Powers became an icon in the sport. One of the greatest combination indoor/beach players in history. Three years later he was on the USA team that won Olympics gold in Los Angeles. He also was on the team that won gold in the 1985 FIVB World Cup and in 1986 he led Team USA to its first and only World Championships gold medal. The Peeper then turned his attention to the beach full-time the following year and won his first AVP tournament in Wildwood with Leif Hanson. He would end up capturing 12 total tourneys in a beach career that ran the better part of 10 years.

In 2009 he was elected to the CBVA Hall of Fame. He was the head men’s coach at USC from 1996-2002 and today runs volleyball camps over the country.
Me?
Not much to see in volleyball. Cheaters never prosper. I am living proof. But there is an interesting postscript of sorts: I ran into Pat in April 1995 for the first time since that fateful day 14 years prior at the Cuervo (apropos isn’t it) Clearwater Open, where he was playing with David Swatik.
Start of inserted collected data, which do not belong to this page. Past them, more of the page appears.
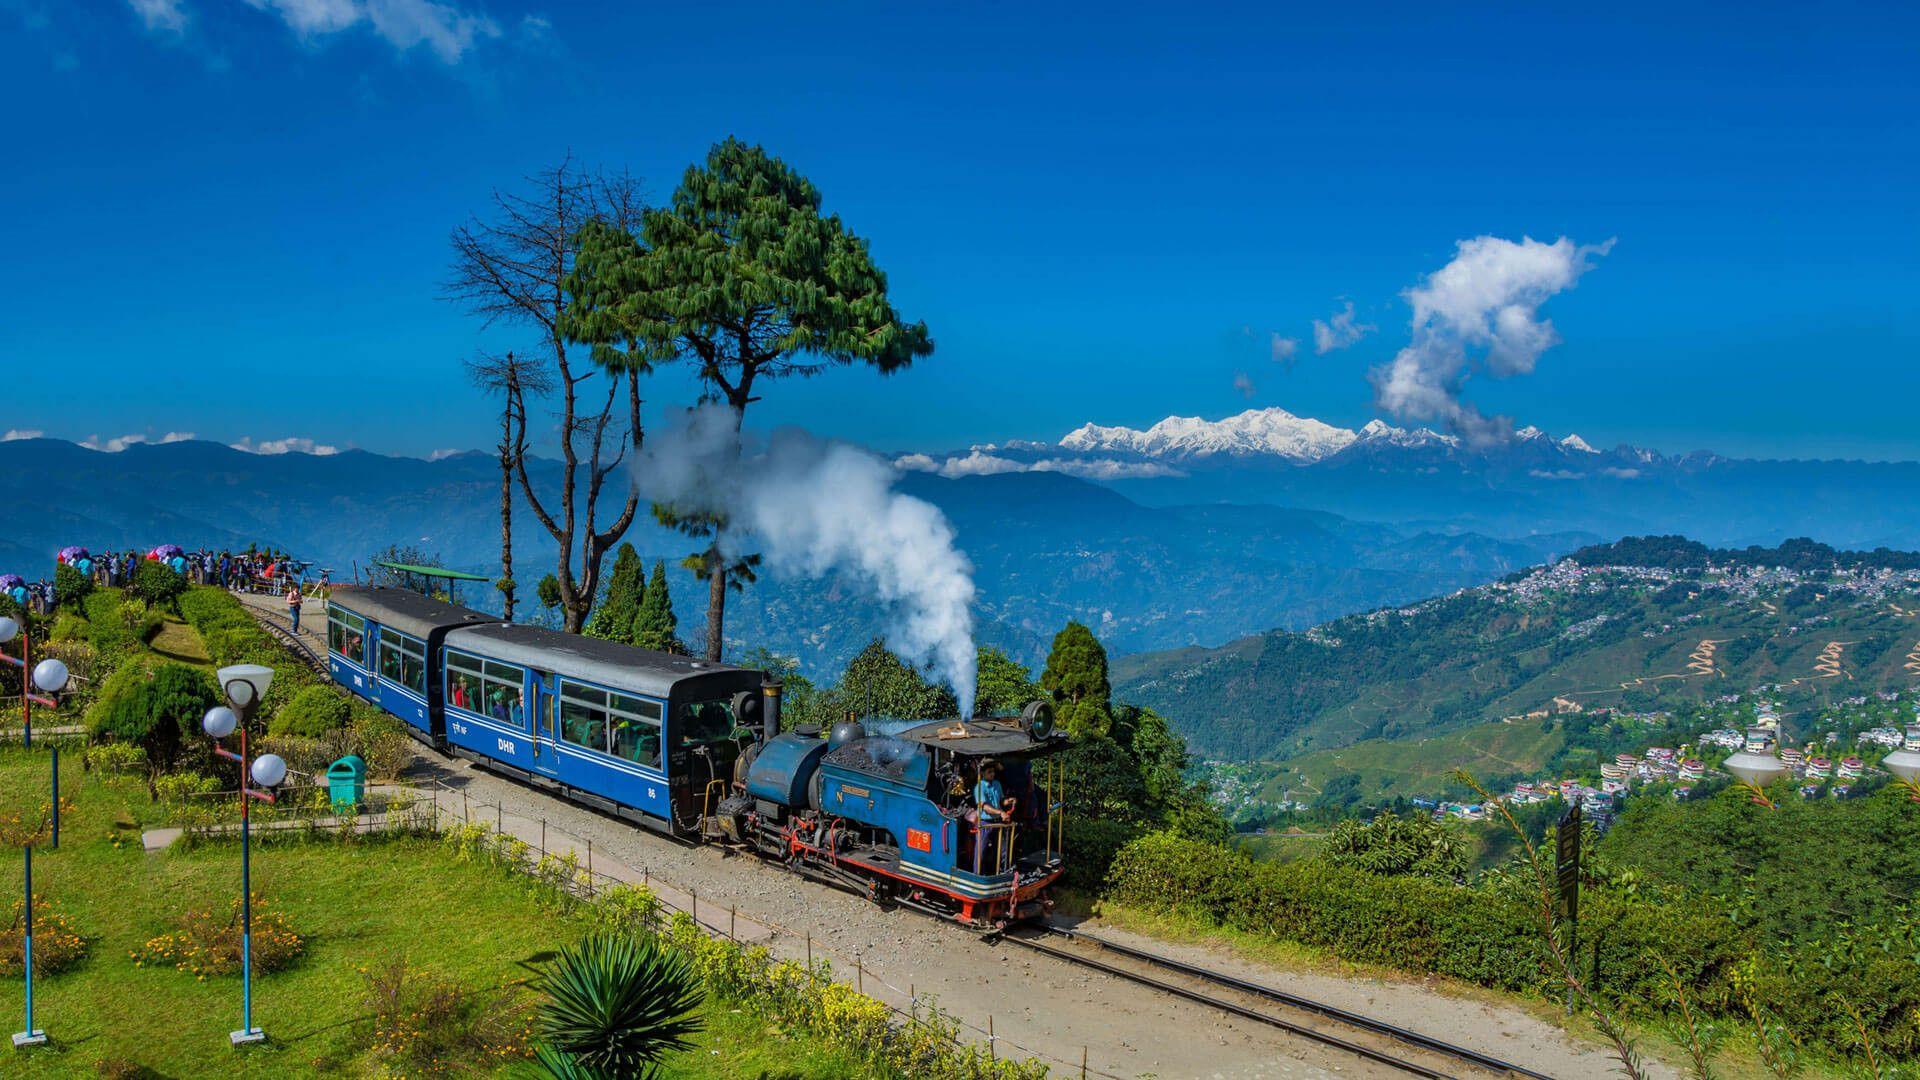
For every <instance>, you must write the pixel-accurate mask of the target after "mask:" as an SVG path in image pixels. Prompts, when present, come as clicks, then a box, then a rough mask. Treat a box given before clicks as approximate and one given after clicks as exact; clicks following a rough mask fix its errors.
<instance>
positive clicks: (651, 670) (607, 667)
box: [447, 621, 760, 698]
mask: <svg viewBox="0 0 1920 1080" xmlns="http://www.w3.org/2000/svg"><path fill="white" fill-rule="evenodd" d="M447 648H455V650H465V651H474V653H480V655H484V657H490V659H499V661H507V663H518V665H524V667H534V669H540V671H551V673H555V675H572V676H574V678H582V680H586V682H599V684H601V686H611V688H614V690H632V692H637V694H647V696H653V698H666V696H668V694H672V690H674V688H676V686H680V684H684V682H691V680H714V682H724V684H733V686H739V684H743V682H747V680H745V678H739V676H753V682H755V684H756V682H758V680H760V673H758V671H753V669H747V667H732V665H724V663H708V661H705V659H695V657H684V655H674V653H657V651H653V650H641V648H634V646H622V644H620V642H609V640H605V638H588V636H584V634H564V632H561V630H549V628H545V626H524V625H518V623H497V621H495V623H486V625H482V626H465V628H459V630H453V632H451V634H447Z"/></svg>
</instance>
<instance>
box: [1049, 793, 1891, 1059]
mask: <svg viewBox="0 0 1920 1080" xmlns="http://www.w3.org/2000/svg"><path fill="white" fill-rule="evenodd" d="M1085 834H1087V828H1085V826H1081V836H1085ZM1532 890H1534V886H1532V882H1526V880H1519V878H1505V880H1503V878H1494V880H1492V882H1490V884H1478V886H1455V884H1446V882H1432V880H1427V878H1415V876H1375V874H1369V872H1365V871H1357V869H1350V867H1336V865H1332V863H1329V861H1325V859H1302V861H1298V863H1267V861H1260V859H1252V857H1248V855H1242V853H1240V851H1235V849H1231V847H1221V846H1215V844H1202V842H1192V840H1179V838H1175V836H1169V834H1164V832H1156V834H1148V836H1140V838H1139V840H1133V842H1131V844H1127V846H1125V847H1121V849H1119V853H1117V855H1116V857H1114V861H1112V867H1110V869H1108V874H1106V892H1104V897H1106V899H1108V901H1114V903H1119V905H1125V907H1135V909H1140V911H1150V913H1156V915H1171V917H1179V919H1187V920H1192V922H1200V924H1206V926H1225V928H1231V930H1240V932H1246V934H1260V936H1267V938H1275V940H1284V942H1298V944H1304V945H1311V947H1317V949H1325V951H1327V953H1332V955H1336V957H1340V959H1348V961H1357V963H1373V965H1380V967H1392V969H1400V970H1415V972H1432V974H1446V976H1452V978H1459V980H1465V982H1473V984H1478V986H1490V988H1496V990H1507V992H1521V994H1542V992H1546V990H1548V988H1549V986H1553V984H1555V980H1553V976H1551V974H1549V957H1548V951H1546V945H1544V944H1542V940H1540V915H1538V907H1536V905H1538V899H1536V896H1538V894H1534V892H1532ZM1659 959H1665V961H1667V963H1668V965H1672V969H1674V972H1676V974H1678V976H1680V982H1682V986H1684V988H1686V994H1688V997H1690V999H1692V1003H1693V1007H1695V1009H1703V1011H1709V1013H1718V1015H1743V1005H1741V1003H1743V999H1745V997H1743V992H1745V994H1747V995H1751V997H1753V999H1755V1001H1757V1003H1759V1005H1761V1007H1764V1009H1766V1011H1768V1013H1772V1015H1776V1017H1780V1019H1782V1020H1784V1022H1786V1026H1788V1028H1789V1030H1791V1032H1793V1034H1795V1038H1799V1040H1803V1042H1807V1043H1811V1045H1820V1047H1822V1049H1826V1051H1830V1053H1859V1051H1860V1047H1859V1034H1857V1032H1855V1028H1853V1019H1851V1017H1849V1015H1847V1011H1845V1009H1843V1007H1841V1001H1847V1003H1851V1005H1853V1007H1855V1009H1859V1011H1860V1017H1862V1020H1864V1022H1866V1026H1868V1030H1870V1032H1872V1038H1874V1045H1876V1049H1878V1051H1880V1053H1884V1055H1885V1053H1891V1055H1897V1057H1908V1059H1910V1057H1914V1055H1916V1053H1920V915H1914V913H1908V915H1907V917H1905V919H1903V920H1897V922H1895V924H1891V926H1864V928H1860V930H1859V932H1853V934H1843V936H1841V940H1836V942H1812V944H1807V945H1803V947H1782V945H1780V944H1778V942H1755V940H1749V938H1747V936H1745V934H1741V930H1740V926H1738V920H1736V919H1732V917H1730V913H1728V909H1726V905H1724V903H1718V901H1711V899H1684V897H1682V899H1655V897H1647V896H1626V894H1619V892H1613V890H1607V888H1603V886H1588V888H1584V890H1582V896H1580V955H1578V961H1580V969H1582V972H1586V970H1588V969H1590V965H1597V967H1596V969H1594V970H1596V978H1594V986H1596V990H1597V992H1599V994H1601V995H1603V997H1607V999H1609V1001H1613V1003H1615V1005H1617V1007H1620V1009H1622V1011H1628V1013H1640V1015H1645V1013H1651V1011H1653V1009H1657V1007H1659V1003H1665V1001H1668V999H1670V992H1668V982H1667V972H1665V970H1663V967H1661V965H1659Z"/></svg>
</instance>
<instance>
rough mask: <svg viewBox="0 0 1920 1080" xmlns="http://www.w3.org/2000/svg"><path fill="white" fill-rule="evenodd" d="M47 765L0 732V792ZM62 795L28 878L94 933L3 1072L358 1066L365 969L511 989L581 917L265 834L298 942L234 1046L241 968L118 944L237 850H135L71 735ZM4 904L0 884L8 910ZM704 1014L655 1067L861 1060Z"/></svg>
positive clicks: (513, 881)
mask: <svg viewBox="0 0 1920 1080" xmlns="http://www.w3.org/2000/svg"><path fill="white" fill-rule="evenodd" d="M152 648H154V651H157V653H161V655H167V657H169V659H179V661H182V663H198V665H205V663H207V653H205V646H204V644H202V642H200V636H198V634H196V632H194V630H192V628H190V626H186V625H184V623H180V621H177V619H169V621H167V623H165V626H163V628H161V632H159V634H157V636H156V640H154V642H152ZM46 769H48V757H46V753H44V751H42V749H40V748H38V746H36V748H35V749H33V751H27V749H23V748H17V746H4V748H0V790H4V792H12V794H19V792H31V790H35V788H42V786H44V784H46V782H48V773H46ZM61 796H63V801H69V803H73V811H71V813H69V815H67V817H65V819H63V828H61V846H60V849H58V851H38V853H36V855H35V894H36V896H38V897H42V903H50V905H52V907H54V909H56V911H60V913H63V915H67V917H69V919H71V920H73V922H75V924H77V928H79V930H81V932H83V934H84V936H86V938H88V940H90V949H88V957H86V959H84V961H83V963H81V967H77V969H73V970H69V972H63V974H58V976H48V978H42V980H36V988H35V1013H36V1017H35V1019H36V1024H38V1026H42V1028H44V1030H48V1032H50V1034H52V1036H54V1047H50V1049H38V1051H33V1053H25V1055H21V1057H17V1059H4V1061H6V1065H8V1067H6V1068H4V1072H6V1074H8V1076H94V1074H98V1063H100V1061H106V1059H121V1061H134V1063H140V1065H146V1067H150V1068H154V1070H157V1072H159V1074H163V1076H238V1074H259V1072H263V1070H273V1072H276V1074H292V1076H303V1074H338V1072H348V1074H353V1072H367V1070H371V1068H372V1067H374V1065H376V1063H374V1061H371V1059H369V1057H367V1055H365V1051H363V1047H365V1043H367V1032H369V1024H367V1022H365V1011H363V1007H361V997H363V994H365V986H367V984H365V976H363V974H361V970H363V969H372V967H376V965H384V963H390V961H392V959H396V957H407V959H409V963H417V965H420V967H424V969H428V970H434V972H438V974H442V976H445V978H451V980H455V982H459V984H463V986H470V988H482V986H484V988H513V986H515V984H516V982H518V980H524V978H526V976H528V974H530V969H528V965H532V963H540V961H541V959H543V957H549V955H553V951H555V949H557V947H563V945H566V944H570V942H574V940H578V936H580V932H582V926H584V924H582V922H580V920H578V919H576V917H568V915H561V913H555V911H549V909H545V907H541V903H540V899H538V894H536V892H534V890H532V888H530V886H528V882H524V880H518V878H513V876H509V874H505V872H501V871H495V869H488V867H476V865H465V863H459V861H455V859H453V857H449V855H447V853H445V851H444V849H442V847H440V846H438V844H436V842H432V840H399V842H376V844H355V846H340V844H332V842H321V844H298V842H292V844H288V842H282V844H261V846H257V847H255V861H253V890H255V894H257V896H263V897H265V899H267V901H271V903H273V907H276V909H278V911H282V913H286V915H288V917H290V919H292V924H294V928H296V930H298V932H300V934H303V936H305V938H307V951H305V955H303V957H301V959H300V961H298V963H296V965H294V967H292V969H288V970H284V972H275V974H263V976H261V978H257V980H255V1022H257V1024H259V1026H263V1028H265V1030H267V1032H269V1043H265V1045H259V1047H250V1049H248V1051H244V1053H240V1051H234V1049H230V1047H228V1045H227V1032H230V1030H234V1028H238V1026H240V980H238V978H236V976H225V978H207V980H200V978H196V976H192V974H184V972H179V970H173V969H154V967H134V963H132V959H131V957H129V953H131V951H132V949H136V947H140V944H144V942H146V940H148V938H152V936H157V934H165V932H169V930H173V928H175V920H177V919H179V915H180V913H182V911H188V909H192V907H215V909H219V911H225V905H228V903H232V897H236V896H238V892H240V857H238V849H236V847H234V846H230V844H213V846H204V847H196V849H179V851H165V853H159V855H146V853H144V851H142V847H140V828H142V826H152V824H157V822H159V819H161V817H163V813H161V809H159V807H156V805H154V803H150V801H148V796H146V784H144V782H142V780H138V778H132V776H119V778H109V776H102V774H98V773H94V774H86V773H83V771H81V757H79V751H77V748H73V751H69V753H63V755H61ZM10 805H12V801H10ZM0 865H6V867H10V869H8V871H6V880H12V882H19V872H21V861H19V855H17V853H15V855H10V857H4V859H0ZM422 882H424V888H422ZM13 890H15V892H17V884H15V886H13ZM0 896H8V894H0ZM10 909H12V903H8V901H4V899H0V911H10ZM516 994H524V992H518V990H516ZM21 1013H23V1001H21V984H19V980H6V982H0V1015H6V1017H13V1019H15V1020H13V1024H15V1026H17V1019H19V1017H21ZM703 1015H705V1020H707V1032H705V1034H703V1036H701V1040H699V1045H697V1047H693V1049H689V1051H685V1053H680V1055H674V1059H670V1061H668V1063H666V1068H664V1074H666V1076H676V1078H678V1076H684V1078H693V1076H762V1074H776V1076H783V1078H785V1076H791V1078H797V1080H808V1078H822V1080H824V1078H833V1076H854V1074H858V1068H856V1067H854V1063H851V1061H849V1059H845V1055H841V1053H837V1051H833V1049H831V1047H826V1045H824V1043H818V1042H814V1040H810V1038H806V1036H804V1034H799V1036H789V1034H787V1032H781V1030H774V1028H770V1026H768V1024H766V1022H764V1020H758V1019H755V1017H749V1015H743V1013H739V1011H737V1009H730V1007H726V1005H722V1003H714V1001H710V1003H707V1005H705V1009H703ZM10 1030H12V1028H10ZM0 1053H6V1051H0Z"/></svg>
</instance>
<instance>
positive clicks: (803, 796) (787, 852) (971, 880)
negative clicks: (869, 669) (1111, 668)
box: [714, 701, 1068, 928]
mask: <svg viewBox="0 0 1920 1080" xmlns="http://www.w3.org/2000/svg"><path fill="white" fill-rule="evenodd" d="M770 719H772V717H770ZM770 726H772V724H770ZM1066 742H1068V740H1066V736H1060V734H1056V732H1054V730H1052V709H1050V707H1048V705H1046V703H1044V701H1035V703H1033V705H1029V707H1027V709H1025V713H1021V715H1020V717H975V719H970V721H958V719H954V721H935V723H920V724H900V723H883V721H881V723H876V724H874V726H872V730H870V728H868V726H866V724H860V723H854V721H847V723H841V724H835V726H833V728H831V730H828V732H818V730H804V728H803V730H793V732H783V734H776V736H770V738H764V740H760V742H758V744H755V746H753V748H749V749H747V751H745V753H743V755H741V757H739V761H737V767H735V784H733V794H730V796H728V798H726V799H722V801H720V803H718V805H716V807H714V826H716V832H718V834H720V836H724V838H726V840H728V842H733V844H739V846H745V847H753V849H756V851H760V853H764V855H768V857H776V859H781V861H785V863H787V865H791V867H793V869H795V871H799V872H804V874H808V876H814V878H820V880H829V882H835V884H841V886H849V888H854V890H858V892H862V894H866V896H870V897H872V899H876V901H891V903H900V905H908V907H918V909H924V911H931V913H935V915H943V917H950V919H958V920H960V922H966V924H972V926H983V928H993V926H1004V924H1008V922H1012V920H1018V919H1027V917H1033V915H1041V913H1043V911H1044V909H1046V905H1048V899H1046V894H1048V890H1050V888H1052V886H1054V884H1056V882H1058V880H1060V874H1062V872H1064V869H1066V859H1064V853H1062V842H1064V819H1062V805H1060V803H1062V799H1060V788H1062V776H1060V771H1058V769H1056V763H1054V761H1052V755H1054V753H1056V751H1060V749H1064V748H1066ZM989 763H991V767H993V773H996V780H995V784H996V788H998V792H1000V801H1002V807H1004V815H1000V817H996V815H987V813H983V811H981V805H979V803H977V794H979V792H981V788H979V782H981V776H983V774H987V773H989Z"/></svg>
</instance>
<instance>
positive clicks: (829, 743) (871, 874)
mask: <svg viewBox="0 0 1920 1080" xmlns="http://www.w3.org/2000/svg"><path fill="white" fill-rule="evenodd" d="M326 642H328V650H326V665H328V673H330V675H332V678H334V682H338V684H340V686H344V688H348V690H349V692H353V694H359V696H361V698H365V700H369V701H372V703H376V705H380V707H382V709H386V711H388V713H394V715H396V717H399V719H401V721H405V723H407V726H409V730H413V732H415V734H417V736H419V738H422V740H426V742H432V744H434V746H440V748H444V749H449V751H453V753H459V755H463V757H468V759H472V761H476V763H480V765H484V767H488V769H493V771H497V773H505V774H509V776H516V778H520V780H526V782H530V784H538V786H545V788H551V790H555V792H559V794H563V796H566V798H572V799H578V801H582V803H588V805H593V807H599V809H603V811H607V813H611V815H616V817H624V819H628V821H636V822H639V824H645V826H647V828H655V830H660V832H666V834H670V836H680V838H687V840H712V842H722V844H730V846H735V847H743V849H749V851H756V853H760V855H766V857H770V859H778V861H780V863H783V865H787V867H789V869H793V871H797V872H803V874H808V876H812V878H818V880H828V882H833V884H841V886H847V888H854V890H858V892H864V894H866V896H870V897H874V899H876V901H887V903H900V905H908V907H918V909H924V911H931V913H937V915H943V917H950V919H956V920H960V922H966V924H970V926H979V928H995V926H1006V924H1008V922H1014V920H1020V919H1027V917H1033V915H1039V913H1043V911H1046V907H1048V903H1050V901H1048V892H1050V888H1052V886H1054V884H1056V882H1058V880H1060V876H1062V874H1064V871H1066V855H1064V840H1066V836H1064V828H1066V826H1064V819H1062V811H1060V807H1062V788H1064V773H1062V771H1060V769H1058V763H1056V761H1054V759H1052V755H1054V753H1056V751H1060V749H1064V748H1066V746H1068V740H1066V736H1060V734H1056V732H1054V730H1052V707H1050V705H1046V703H1044V701H1035V703H1031V705H1029V707H1027V709H1025V711H1023V713H1021V715H1020V717H973V719H966V721H962V719H952V721H939V723H918V724H916V723H877V724H876V728H874V730H872V732H870V730H868V728H866V726H862V724H860V723H856V721H852V719H849V721H845V723H839V724H835V726H833V728H831V730H828V732H822V730H818V728H795V730H785V732H783V730H781V726H780V690H781V688H780V684H778V682H774V680H770V678H766V675H762V673H760V671H751V669H743V667H728V665H718V663H707V661H701V659H693V657H682V655H670V653H657V651H647V650H637V648H634V646H622V644H616V642H607V640H599V638H584V636H578V634H563V632H559V630H547V628H541V626H520V625H511V623H499V621H497V619H493V617H490V615H484V613H480V611H472V609H468V607H459V605H453V603H442V601H436V600H428V598H424V596H419V594H413V592H405V590H394V588H357V586H342V588H338V590H334V596H332V601H330V605H328V617H326Z"/></svg>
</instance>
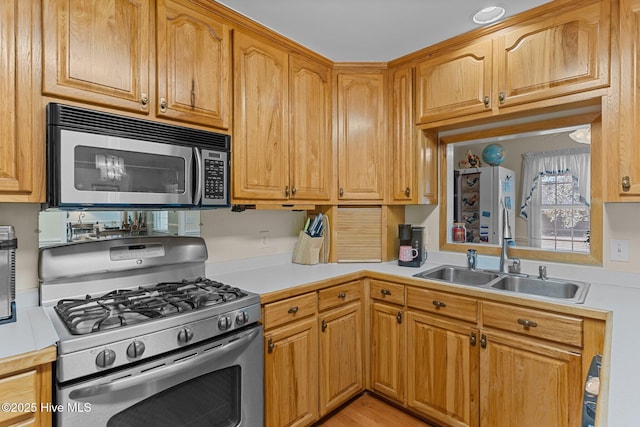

And this is the best part of the whole story, trust me.
Powers, in a kind of “oh by the way” moment, left me that day with an anecdote:
A few years earlier, Pat told me he was in San Diego and a gentleman asked if he could buy Powers a drink. For that matter, Powers recalled, he said he HAD to buy the Peeper a drink.
Pat, naturally curious, asked why. To which the man replied:
“Well, Pat, a few years ago you played in Mexico in a tournament. Do you remember?
“Everyone thought you would win. A foregone conclusion.
“I didn’t.
“I made a $5,000 bet that you would lose in the final. That’s why I need to buy you a drink. So thank you!”
Indeed, thank you Pat Powers.
***
Feuer has also worked for Prime Ticket/Fox Sports West as an executive producer where he produced AVP broadcasts in 1989-1990, and later, pioneered the popular “AVP Classics.”
He dedicated this story to Dr. David Gyepes, who died of AML on May 30, 2020, and left behind a wife and three daughters. One of them, 13-year-old Sarah, plays beach volleyball.